Title: Binomial Theorem for Primes
Post by Sir Col on Jun 5^th, 2004, 9:59am

Consider the following results,
7⁵ = 16807 [equiv] 2 mod 5
3⁵+4⁵ = 1267 [equiv] 2 mod 5

11⁷ = 19487171 [equiv] 4 mod 7
3⁷+8⁷ = 2099339 [equiv] 4 mod 7

Given that p is prime, and a,b[in][bbn], prove that in general, (a+b)^p [equiv] a^p+b^p mod p.

Title: Re: Binomial Theorem for Primes
Post by Grimbal on Jun 5^th, 2004, 6:34pm

Title: Re: Binomial Theorem for Primes
Post by Sir Col on Jun 6^th, 2004, 3:02am

on 06/05/04 at 18:34:35, Grimbal wrote:

Eh? I must have missed the lectures on "Proof by Smilies".

Title: Re: Binomial Theorem for Primes
Post by Grimbal on Jun 7^th, 2004, 3:00am

It seems to me you are obfuscating a much simpler equation. My smile says: I know.

::[hide]For p prime, a^p [equiv] a mod p.[/hide]::

Title: Re: Binomial Theorem for Primes
Post by Sir Col on Jun 7^th, 2004, 4:41am

The problem is not quite that trivial. Fermats Little Theorem only demonstrates that (a+b)^p is congruent with a+b modulo p.

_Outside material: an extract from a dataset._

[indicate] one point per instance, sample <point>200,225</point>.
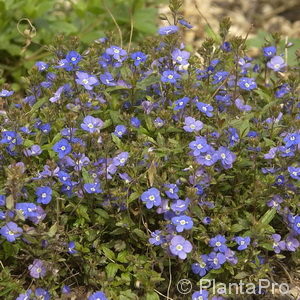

However, you are correct, I was partially obfuscating the problem, namely: except for the first and last terms in the expansion of (a+b)ⁿ, show that n divides the coefficients of each term iff n is prime.

Title: Re: Binomial Theorem for Primes
Post by towr on Jun 7^th, 2004, 5:10am

For the original question
::[hide](a+b)^p % p [equiv] (a+b) % p [equiv] [a % p + b % p] % p [equiv] [a^p % p + b^p % p] % p [equiv] [a^p + b^p] % p [/hide]::
?

Title: Re: Binomial Theorem for Primes
Post by Sir Col on Jun 7^th, 2004, 12:23pm

Nicely done, towr! I had not anticipated such a simple solution.

Apologies, Grimbal, for doubting your clever insight! :-[

Okay...
Quote:

Except for the first and last terms in the expansion of (a+b)ⁿ, show that n divides the coefficients of each term iff n is prime.

And it is not sufficient to use F.L.T. to demonstrate that the sum of coefficients must be divisible by n; although I hadn't realised that until you clever twosome demonstrated it. Consider the following:
(a+b)² = a² + 2ab + b²
(a+b)³ = a³ + 3a²b + 3ab² + b³
(a+b)⁴ = a⁴ + 4a³b + 6a²b² + 4ab³ + b⁴

Clearly 2|2, 3|3, and 4|(4+6+4), but 4 does not divide 6.